|InterJournal Complex Systems, 553
|Manuscript Number: |
Submission Date: 20517
|Managed Complexity in An Agent-based Vent Fan Control System Based on Dynamic Re-configuration|
Category: Brief Article
Developments in advanced control techniques are occurring in parallel with advances in sensors, algorithms, and architectures that support next-generation condition-based maintenance (CBM) systems. The emergence of Multi-agent Systems in the Distributed Artificial Intelligence arena is providing important new capabilities that can significantly improve automation system performance, survivability, adaptability, and scalability. The new capabilities provided by multi-agent systems has shifted control system research into a very challenging and complex domain. A multi-agent system approach enables us to encapsulate the fundamental behavior of intelligent devices as autonomous components.
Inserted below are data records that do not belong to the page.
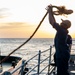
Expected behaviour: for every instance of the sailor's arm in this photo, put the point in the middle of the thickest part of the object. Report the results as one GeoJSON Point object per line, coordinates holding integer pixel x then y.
{"type": "Point", "coordinates": [51, 16]}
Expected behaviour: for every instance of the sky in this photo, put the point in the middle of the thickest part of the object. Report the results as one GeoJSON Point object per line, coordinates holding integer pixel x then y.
{"type": "Point", "coordinates": [20, 18]}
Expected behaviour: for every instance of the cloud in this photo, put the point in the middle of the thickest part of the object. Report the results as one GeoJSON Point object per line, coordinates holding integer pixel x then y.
{"type": "Point", "coordinates": [4, 12]}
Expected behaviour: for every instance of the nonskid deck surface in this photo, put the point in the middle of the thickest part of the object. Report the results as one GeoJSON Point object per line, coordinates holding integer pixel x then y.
{"type": "Point", "coordinates": [71, 66]}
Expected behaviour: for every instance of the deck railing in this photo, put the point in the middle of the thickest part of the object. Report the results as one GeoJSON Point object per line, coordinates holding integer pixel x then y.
{"type": "Point", "coordinates": [38, 64]}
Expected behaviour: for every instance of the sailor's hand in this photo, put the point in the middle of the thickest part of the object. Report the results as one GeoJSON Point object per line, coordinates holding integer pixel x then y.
{"type": "Point", "coordinates": [49, 8]}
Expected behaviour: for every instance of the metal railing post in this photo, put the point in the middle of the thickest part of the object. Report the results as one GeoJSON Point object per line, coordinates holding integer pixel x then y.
{"type": "Point", "coordinates": [39, 62]}
{"type": "Point", "coordinates": [22, 69]}
{"type": "Point", "coordinates": [49, 59]}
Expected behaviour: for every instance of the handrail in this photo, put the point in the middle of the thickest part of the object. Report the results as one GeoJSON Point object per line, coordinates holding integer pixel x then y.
{"type": "Point", "coordinates": [40, 61]}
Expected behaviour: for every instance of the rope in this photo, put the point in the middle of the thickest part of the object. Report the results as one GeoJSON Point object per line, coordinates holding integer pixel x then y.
{"type": "Point", "coordinates": [26, 40]}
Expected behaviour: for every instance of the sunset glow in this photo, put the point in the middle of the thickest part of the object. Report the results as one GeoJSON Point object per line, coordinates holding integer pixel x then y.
{"type": "Point", "coordinates": [19, 18]}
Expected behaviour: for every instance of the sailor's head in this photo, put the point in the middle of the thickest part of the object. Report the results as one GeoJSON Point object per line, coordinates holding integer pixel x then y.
{"type": "Point", "coordinates": [65, 24]}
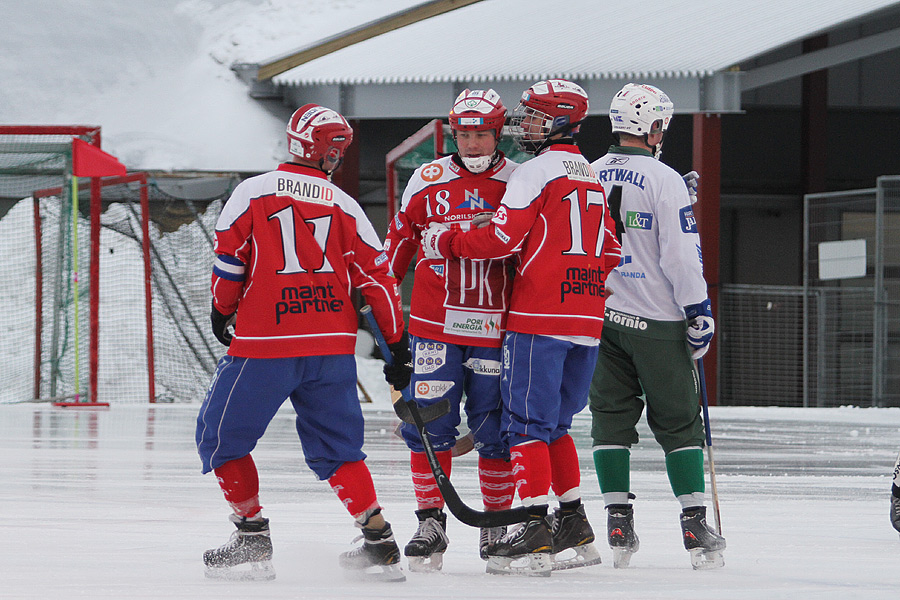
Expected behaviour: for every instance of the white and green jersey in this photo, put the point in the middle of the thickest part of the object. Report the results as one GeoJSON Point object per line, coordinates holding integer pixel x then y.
{"type": "Point", "coordinates": [662, 266]}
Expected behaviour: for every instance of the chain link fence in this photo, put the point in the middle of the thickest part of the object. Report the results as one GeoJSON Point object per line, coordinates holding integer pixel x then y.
{"type": "Point", "coordinates": [835, 340]}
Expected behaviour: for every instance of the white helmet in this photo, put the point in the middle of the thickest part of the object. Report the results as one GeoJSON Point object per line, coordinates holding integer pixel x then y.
{"type": "Point", "coordinates": [637, 108]}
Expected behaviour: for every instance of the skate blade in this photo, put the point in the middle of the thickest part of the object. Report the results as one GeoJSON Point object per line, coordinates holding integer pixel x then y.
{"type": "Point", "coordinates": [534, 565]}
{"type": "Point", "coordinates": [702, 559]}
{"type": "Point", "coordinates": [255, 571]}
{"type": "Point", "coordinates": [622, 557]}
{"type": "Point", "coordinates": [580, 556]}
{"type": "Point", "coordinates": [426, 564]}
{"type": "Point", "coordinates": [377, 573]}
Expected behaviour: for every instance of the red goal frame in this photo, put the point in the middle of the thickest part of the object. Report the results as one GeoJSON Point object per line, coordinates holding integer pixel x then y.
{"type": "Point", "coordinates": [92, 135]}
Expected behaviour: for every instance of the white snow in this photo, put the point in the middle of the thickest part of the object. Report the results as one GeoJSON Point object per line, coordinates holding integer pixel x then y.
{"type": "Point", "coordinates": [156, 76]}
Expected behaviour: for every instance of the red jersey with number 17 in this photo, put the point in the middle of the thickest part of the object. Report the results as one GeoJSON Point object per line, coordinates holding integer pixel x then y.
{"type": "Point", "coordinates": [290, 247]}
{"type": "Point", "coordinates": [554, 216]}
{"type": "Point", "coordinates": [455, 301]}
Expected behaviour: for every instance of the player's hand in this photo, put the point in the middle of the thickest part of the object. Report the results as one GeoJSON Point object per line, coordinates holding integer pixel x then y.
{"type": "Point", "coordinates": [430, 240]}
{"type": "Point", "coordinates": [701, 327]}
{"type": "Point", "coordinates": [692, 180]}
{"type": "Point", "coordinates": [482, 219]}
{"type": "Point", "coordinates": [399, 371]}
{"type": "Point", "coordinates": [220, 324]}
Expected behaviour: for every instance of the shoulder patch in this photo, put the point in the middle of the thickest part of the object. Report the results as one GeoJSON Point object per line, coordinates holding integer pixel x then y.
{"type": "Point", "coordinates": [688, 222]}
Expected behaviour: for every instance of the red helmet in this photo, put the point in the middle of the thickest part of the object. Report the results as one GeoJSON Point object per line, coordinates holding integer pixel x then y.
{"type": "Point", "coordinates": [317, 133]}
{"type": "Point", "coordinates": [552, 106]}
{"type": "Point", "coordinates": [478, 110]}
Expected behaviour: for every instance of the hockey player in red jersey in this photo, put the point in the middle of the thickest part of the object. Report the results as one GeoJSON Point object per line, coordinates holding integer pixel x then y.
{"type": "Point", "coordinates": [554, 219]}
{"type": "Point", "coordinates": [290, 247]}
{"type": "Point", "coordinates": [457, 317]}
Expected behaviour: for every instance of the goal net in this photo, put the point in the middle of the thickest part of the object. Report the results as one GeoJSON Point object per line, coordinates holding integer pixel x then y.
{"type": "Point", "coordinates": [115, 317]}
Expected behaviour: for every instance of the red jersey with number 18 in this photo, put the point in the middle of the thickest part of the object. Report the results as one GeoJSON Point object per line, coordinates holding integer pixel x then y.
{"type": "Point", "coordinates": [290, 247]}
{"type": "Point", "coordinates": [455, 301]}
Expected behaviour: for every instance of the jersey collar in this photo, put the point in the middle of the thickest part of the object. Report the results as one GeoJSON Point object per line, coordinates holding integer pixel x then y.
{"type": "Point", "coordinates": [569, 147]}
{"type": "Point", "coordinates": [302, 170]}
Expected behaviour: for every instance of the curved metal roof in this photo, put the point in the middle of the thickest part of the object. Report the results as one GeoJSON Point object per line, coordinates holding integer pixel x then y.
{"type": "Point", "coordinates": [507, 40]}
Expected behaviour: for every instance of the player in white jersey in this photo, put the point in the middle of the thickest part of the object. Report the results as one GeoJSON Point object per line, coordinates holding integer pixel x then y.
{"type": "Point", "coordinates": [554, 218]}
{"type": "Point", "coordinates": [457, 318]}
{"type": "Point", "coordinates": [658, 319]}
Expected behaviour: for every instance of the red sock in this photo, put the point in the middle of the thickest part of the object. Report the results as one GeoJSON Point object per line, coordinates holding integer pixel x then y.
{"type": "Point", "coordinates": [352, 482]}
{"type": "Point", "coordinates": [240, 481]}
{"type": "Point", "coordinates": [566, 473]}
{"type": "Point", "coordinates": [427, 493]}
{"type": "Point", "coordinates": [498, 486]}
{"type": "Point", "coordinates": [531, 466]}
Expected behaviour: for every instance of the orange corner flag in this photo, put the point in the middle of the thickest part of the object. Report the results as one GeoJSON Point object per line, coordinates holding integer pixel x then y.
{"type": "Point", "coordinates": [89, 161]}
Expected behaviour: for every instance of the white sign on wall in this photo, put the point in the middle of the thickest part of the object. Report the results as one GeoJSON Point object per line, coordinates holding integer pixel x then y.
{"type": "Point", "coordinates": [845, 259]}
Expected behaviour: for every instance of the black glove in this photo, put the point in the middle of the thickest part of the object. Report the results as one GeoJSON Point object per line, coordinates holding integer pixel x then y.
{"type": "Point", "coordinates": [398, 372]}
{"type": "Point", "coordinates": [220, 325]}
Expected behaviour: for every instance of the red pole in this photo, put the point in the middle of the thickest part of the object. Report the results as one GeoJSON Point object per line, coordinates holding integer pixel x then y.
{"type": "Point", "coordinates": [707, 160]}
{"type": "Point", "coordinates": [95, 287]}
{"type": "Point", "coordinates": [38, 296]}
{"type": "Point", "coordinates": [148, 296]}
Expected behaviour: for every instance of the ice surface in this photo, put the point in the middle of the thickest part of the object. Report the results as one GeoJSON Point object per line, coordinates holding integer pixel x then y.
{"type": "Point", "coordinates": [111, 504]}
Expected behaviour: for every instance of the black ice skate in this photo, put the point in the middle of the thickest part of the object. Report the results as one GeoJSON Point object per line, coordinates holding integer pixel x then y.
{"type": "Point", "coordinates": [246, 557]}
{"type": "Point", "coordinates": [571, 531]}
{"type": "Point", "coordinates": [620, 534]}
{"type": "Point", "coordinates": [425, 551]}
{"type": "Point", "coordinates": [488, 536]}
{"type": "Point", "coordinates": [895, 512]}
{"type": "Point", "coordinates": [378, 557]}
{"type": "Point", "coordinates": [704, 545]}
{"type": "Point", "coordinates": [525, 549]}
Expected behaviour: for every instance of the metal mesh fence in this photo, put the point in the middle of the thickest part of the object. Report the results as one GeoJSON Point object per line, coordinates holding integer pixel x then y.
{"type": "Point", "coordinates": [770, 355]}
{"type": "Point", "coordinates": [836, 339]}
{"type": "Point", "coordinates": [180, 251]}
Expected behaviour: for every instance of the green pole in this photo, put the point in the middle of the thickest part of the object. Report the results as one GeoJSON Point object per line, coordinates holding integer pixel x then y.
{"type": "Point", "coordinates": [75, 275]}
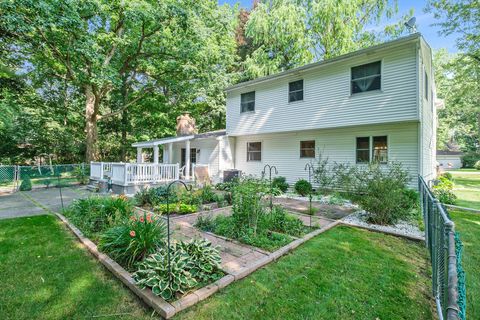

These components exhibit primitive attitudes to act on behalf of equipment or complex processes. Using this approach, we have implemented a set of cooperating systems that manage the operation of an axial vent fan. We have implemented a laboratory vent fan system that operates autonomously as a fan agent in the context of a chilled water system comprised of other agents such valve, load, and pump agents. This paper presents the foundation technologies that are essential to realizing an adaptive, re-configurable automation system. The vent fan system serves to validate the agent methodology to manage the inherent complexity of highly distributed systems while responding dynamically to changes in operating requirements, degraded or failed components through prognostics, control alteration, and dynamic re-configuration. The concepts above and new engineering developments have helped achieve new and important capabilities for integrating CBM technologies including diagnostics and prognostics with predictive and compensating control techniques. Integrated prognostics and control systems provide unique opportunities for optimizing system operation such as maximizing revenue generated for capital assets, maximizing component lifetime, insuring machinery survival or mission success, or minimizing total life-cycle costs.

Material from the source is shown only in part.